Issue #4514 T3.4 — the daemon's HTTP/SSE surface lacks automated stress testing. Without a mock-ACP-based harness, connection lifecycle bugs, SSE backpressure regressions, and crash recovery issues can only be caught by manual testing or real-model integration tests (which are slow and flaky). The refactoring reduces ~500 lines of duplication across baseline/benchmark tests, making the shared infrastructure maintainable as the test suite grows.

Reviewer Test Plan

How to verify

# Baseline still passes after refactoring
npx vitest run integration-tests/cli/qwen-serve-baseline.test.ts

# Benchmark still passes after helper extraction
QWEN_BENCHMARK_ENABLED=1 BENCHMARK_ITERATIONS=1 npx vitest run integration-tests/cli/qwen-daemon-vs-cli-benchmark.test.ts

# Type compliance test
npx vitest run integration-tests/cli/mock-acp-typecheck.test.ts

# Loadtest scenarios (requires daemon binary built)
QWEN_LOADTEST_ENABLED=1 npx vitest run --config integration-tests/vitest.loadtest.config.ts

# Default CI excludes loadtest
npx vitest run --config integration-tests/vitest.config.ts

Evidence (Before & After)

N/A — test infrastructure only, no user-facing behavior change.

Tested on

Platform	Node	Status
macOS (darwin arm64)	v24.12.0	TypeScript + ESLint pass

Risk & Scope

Risk: Low.

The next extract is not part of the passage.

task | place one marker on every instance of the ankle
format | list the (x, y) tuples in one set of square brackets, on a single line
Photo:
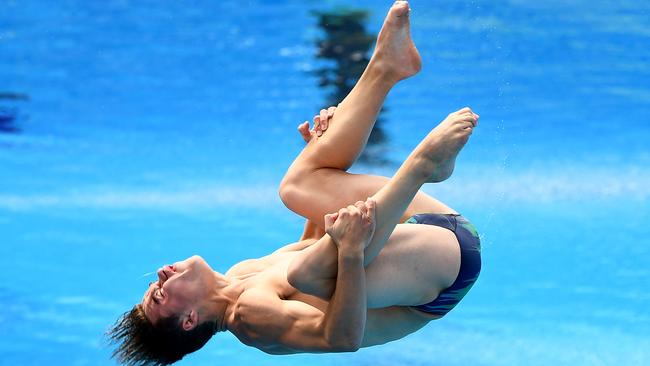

All new tests are gated behind QWEN_LOADTEST_ENABLED=1 and excluded from default CI. Refactoring is pure import-replacement with no behavioral changes.
Scope: Test infrastructure only. No production code changed.
Rollback: Revert this single commit.

🤖 Generated with Qwen Code

… (issue #4514 T3.4) Extract shared helpers from baseline/benchmark tests into dedicated modules and add a new mock-ACP connection stress test suite. Refactoring (PR1 scope): - _daemon-harness.ts: export gitHead(), makeTempWorkspace(), sleep(), ScenarioResult, lastSeenId tracking in consumeSseEvents - _daemon-benchmark-helpers.ts: extract /usr/bin/time wrappers (spawnDaemonWithTime, parseTimeOutput, measureProcessTreeRss, measureCliStartupWithProfiler) from benchmark test - _daemon-perf-report.ts: shared formatPercentiles, collectPlatformInfo, writeSnapshotArtifacts, resolveOutputDir - Slim baseline + benchmark tests to import from new modules New features (PR2 scope): - fixtures/mock-acp-child/agent.mjs: mock ACP agent using real AgentSideConnection SDK, env-controlled modes (echo/reject/ crash-on-prompt/hang) - mock-acp-typecheck.test.ts: compile-time Agent interface check - qwen-daemon-loadtest.test.ts: 5 scenarios gated by QWEN_LOADTEST_ENABLED=1 — rapid lifecycle, SSE slow-consumer eviction, Last-Event-ID reconnect, ACP crash recovery, burst concurrent sessions - vitest.loadtest.config.ts: isolated config with root anchoring 🤖 Generated with [Qwen Code](https://github.com/QwenLM/qwen-code)

qwen-code-ci-bot

Hi @doudouOUC — thanks for the PR! The daemon loadtest work looks genuinely useful, but the PR body doesn't follow our pull request template. Please update it to include the required sections so reviewers can properly evaluate the change:

## What this PR does — currently ## Summary, which is close but the template heading is required
## Why it's needed — missing. What problem does the daemon stress test solve? Why now?
## Reviewer Test Plan — currently ## Test plan. Please rename and fill in ### How to verify, ### Evidence (Before & After) (N/A for test infra is fine), and the ### Tested on table
## Risk & Scope — missing. Main risk, what's out of scope, breaking changes
## Linked Issues — Issue: #4514 T3.4 is referenced but doesn't use closing keywords (Closes #4514 / Fixes #4514)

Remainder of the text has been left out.